PublicationsOverview PublicationsOverview

Publications Overview

Congratulations to these 2025 prize winners

 

WMQ New Voices Award

John Paul Paniagua
“Contesting Indigeneity in Colonial Cuba”
July 2024

Drawing on Spanish colonial archives and the Slave Societies Digital Archive, John Paul Paniagua’s essay, “Contesting Indigeneity in Colonial Cuba,” challenges the “false narrative of disappearance,” that Alexander Humboldt and many others repeated, claiming that native populations in the Caribbean had been decimated. By comparing the histories and trajectories of two Cuban communities, Guanabacoa and Jiguaní, Paniagua shows that despite the violence of coerced labor, dispersal, and resettlement, Indigenous people not only survived, but learned to use Spanish civil and religious law to secure metropolitan recognition, rights, and land.

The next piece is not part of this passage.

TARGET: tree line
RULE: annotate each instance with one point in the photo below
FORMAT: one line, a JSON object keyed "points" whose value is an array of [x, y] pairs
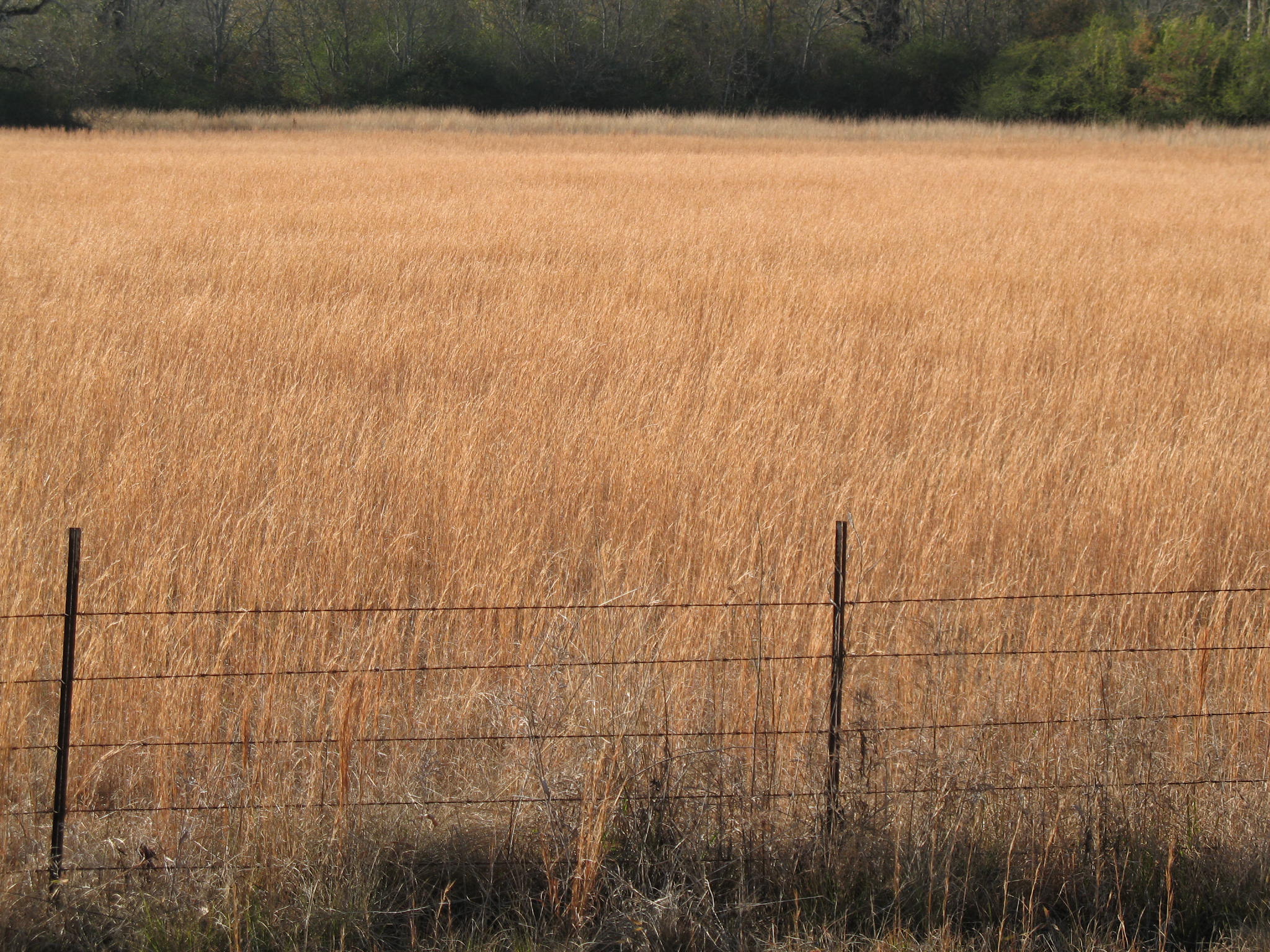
{"points": [[1148, 60]]}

Focusing on the different experiences of the Cuban “Indio” towns of Guanabacoa and Jiguani, Paniagua demonstrates not only “communal persistence” but how it was achieved. Paniagua’s careful use of sources, his method of mining expansive local records for granular shifts over time, uncovers the pressure faced by Indigenous people to abandon connections to that category, as well as the ways Indigenous communities and/or identities persisted and changed in response to local environments. The article traces both individual and collective actions, further enriching and diversifying this complex tale, and forcing historians to rethink categories such as the “extinction” and “disappearance” of Indigenous peoples across the many regions of Early America.

Lester J. Cappon Award

Gabriel de Avilez Rocha
“Evasion Ecology in the Contact Era: Fugitive Social Movements and the Atlantic Dimensions of Marronage, 1480s–1530s”
January 2025

Based on impressive research in Spanish and Portuguese archives, archaeological reports, and environmental studies, Gabriel de Avilez Rocha’s essay, “Fugitive Social Movements and the Atlantic Dimensions of Marronage, 1480s-1530s,” upends the historiographical orthodoxy that characterizes the non-native species that accompanied European conquest and colonization as exclusively invasive and destructive. Rocha analyzes similarities in the earliest “colonial invasions” of Hispaniola in the Caribbean and Sao Tome in the Gulf of Guinea examining not just human who sought to escape enslavement but quadrupeds that ventured far into the hinterlands. In his rendering, enslaved Africans on both islands quickly fled to their respective hinterlands and became the bane of colonists attempting to establish plantation economies. Rocha develops the innovative concept of “evasion ecology,” which he applies to humans and animal species, such as cattle and hogs, and which enabled maroons to survive despite repeated efforts by militias to re-enslave them. By showing the interplay of human, animal, and environmental change, and by focusing on “evasion” rather than on “invasion,” Rocha encourages historians to think of historical processes as contingent from the outset, always challenged by countervailing and influential efforts that unfolded on the same sweeping scale that “settler colonialism” remade the Americas.